EEHV at the Dallas Zoo

  • Ajabu’s current EEHV case is the fifth time since 2021 that our teams have treated a Dallas Zoo elephant for this dangerous viral disease.

  • Unfortunately, this is the second time Ajabu has battled the virus. He became ill with the EEHV-3 in March 2021, and survived following aggressive treatment for the disease.

  • Later in 2021, and once earlier this year, elephants in the herd tested positive for an elevated EEHV viral load and were treated, but none ever showed significant symptoms of the virus.
  • Dallas Zoo’s veterinary and animal care team do ongoing behavioral training to establish trust with the elephant herd so the animals will voluntarily participate in their own care. This makes it possible for staff to watch for signs of EEHV and regularly draw blood for routine testing.  

  • We draw blood regularly, and as often as twice weekly for animals considered more susceptible, and then send blood samples to the National Elephant Herpesvirus Laboratory at the Smithsonian’s National Zoo in Washington, D.C. for ongoing testing.  

  • Dallas is part of a multi-institutional research effort that has been underway for more than a decade to study the virus, identify the various strains, learn about transmission, develop and improve treatments, and create a vaccine.  
  • There is not enough research to confirm how EEHV is transmitted, but most viruses are normally spread from one individual to another. Viral shedding occurs when the virus comes out of latency (hiding); however, there is no simple way to detect if the virus is active without a blood test. What we do know is that every elephant – in the wild and in human care – probably carries one or more forms of herpesvirus. (Source: Smithsonian’s National Zoo & Conservation Biology Institute) 
  • For all elephants, having a herpesvirus is the norm, not the exception.
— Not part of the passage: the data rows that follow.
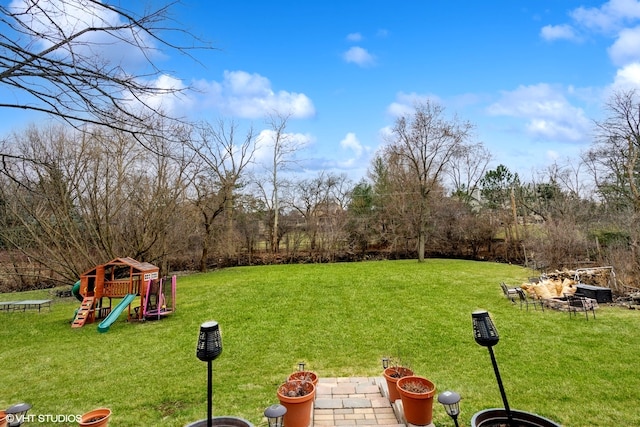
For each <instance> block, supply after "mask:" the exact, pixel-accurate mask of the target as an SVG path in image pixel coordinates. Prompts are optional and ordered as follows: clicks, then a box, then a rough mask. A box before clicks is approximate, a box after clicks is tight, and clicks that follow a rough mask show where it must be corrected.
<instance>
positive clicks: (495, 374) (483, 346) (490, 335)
mask: <svg viewBox="0 0 640 427" xmlns="http://www.w3.org/2000/svg"><path fill="white" fill-rule="evenodd" d="M471 319H472V321H473V335H474V338H475V340H476V342H477V343H478V344H480V345H481V346H483V347H487V348H488V349H489V355H491V364H492V365H493V372H494V373H495V375H496V380H497V381H498V388H500V395H501V396H502V402H503V403H504V410H505V412H506V413H507V418H508V420H509V426H511V427H514V426H515V424H514V423H513V415H512V414H511V409H510V408H509V402H508V401H507V395H506V393H505V392H504V386H503V385H502V378H501V377H500V371H499V370H498V362H497V361H496V356H495V355H494V354H493V346H494V345H496V344H498V341H499V340H500V336H499V335H498V331H497V330H496V326H495V325H494V324H493V321H492V320H491V317H489V313H488V312H487V311H485V310H477V311H474V312H473V313H471Z"/></svg>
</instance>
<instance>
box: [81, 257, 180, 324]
mask: <svg viewBox="0 0 640 427" xmlns="http://www.w3.org/2000/svg"><path fill="white" fill-rule="evenodd" d="M159 271H160V269H159V268H158V267H156V266H155V265H153V264H150V263H147V262H139V261H136V260H135V259H133V258H129V257H126V258H116V259H114V260H111V261H109V262H108V263H106V264H102V265H98V266H96V267H94V268H92V269H91V270H89V271H86V272H85V273H83V274H82V275H81V276H80V280H79V281H78V283H76V285H75V286H74V288H73V293H74V295H76V297H77V298H78V299H79V300H81V301H82V304H81V305H80V308H79V309H78V310H77V311H76V314H75V316H74V319H73V322H72V324H71V327H72V328H81V327H82V326H84V325H85V324H86V323H93V322H95V321H96V320H99V319H103V320H102V322H100V324H99V326H98V331H100V332H106V331H108V330H109V327H110V326H111V324H113V322H115V321H116V320H117V319H118V317H119V316H120V314H121V313H122V312H123V311H124V310H127V320H128V321H131V320H150V319H159V318H161V317H162V316H166V315H167V314H170V313H172V312H174V311H175V301H176V299H175V293H176V277H175V276H173V277H172V278H171V279H170V280H167V279H164V278H159ZM138 298H139V301H140V302H139V304H138V305H133V304H132V303H133V302H134V301H135V300H136V299H138ZM113 299H120V302H119V303H118V304H117V305H115V306H113ZM132 305H133V306H132Z"/></svg>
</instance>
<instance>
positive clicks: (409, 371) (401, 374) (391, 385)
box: [382, 366, 413, 403]
mask: <svg viewBox="0 0 640 427" xmlns="http://www.w3.org/2000/svg"><path fill="white" fill-rule="evenodd" d="M382 374H383V375H384V379H385V380H386V381H387V390H388V391H389V400H390V401H391V403H393V402H395V401H396V400H398V399H400V394H398V391H397V389H396V383H397V382H398V380H399V379H400V378H402V377H406V376H409V375H413V371H412V370H411V369H409V368H404V367H402V366H389V367H388V368H386V369H385V370H384V372H383V373H382Z"/></svg>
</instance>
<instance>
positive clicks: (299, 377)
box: [287, 371, 318, 386]
mask: <svg viewBox="0 0 640 427" xmlns="http://www.w3.org/2000/svg"><path fill="white" fill-rule="evenodd" d="M293 380H301V381H311V382H312V383H313V385H314V386H318V374H316V373H315V372H313V371H296V372H293V373H291V374H289V377H287V381H293Z"/></svg>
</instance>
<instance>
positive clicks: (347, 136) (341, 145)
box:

  • Like all mammals and humans, elephants carry a variety of different herpesviruses throughout their lives, and the majority of them may never cause illness, likely remaining latent (hidden). Some cause mild disease, while others cause severe illness or death.


  • Claims that zoos become “contaminated” once an animal becomes ill from EEHV are unfounded and based on a lack of understanding of how the viruses live within their hosts. Like many viruses, herpesviruses cannot live very long outside the body, so an EEHV outbreak in one individual does not “contaminate” a facility. (Source: Smithsonian’s National Zoo & Conservation Biology Institute) 
  • Humans and other animal species cannot contract or transmit the virus.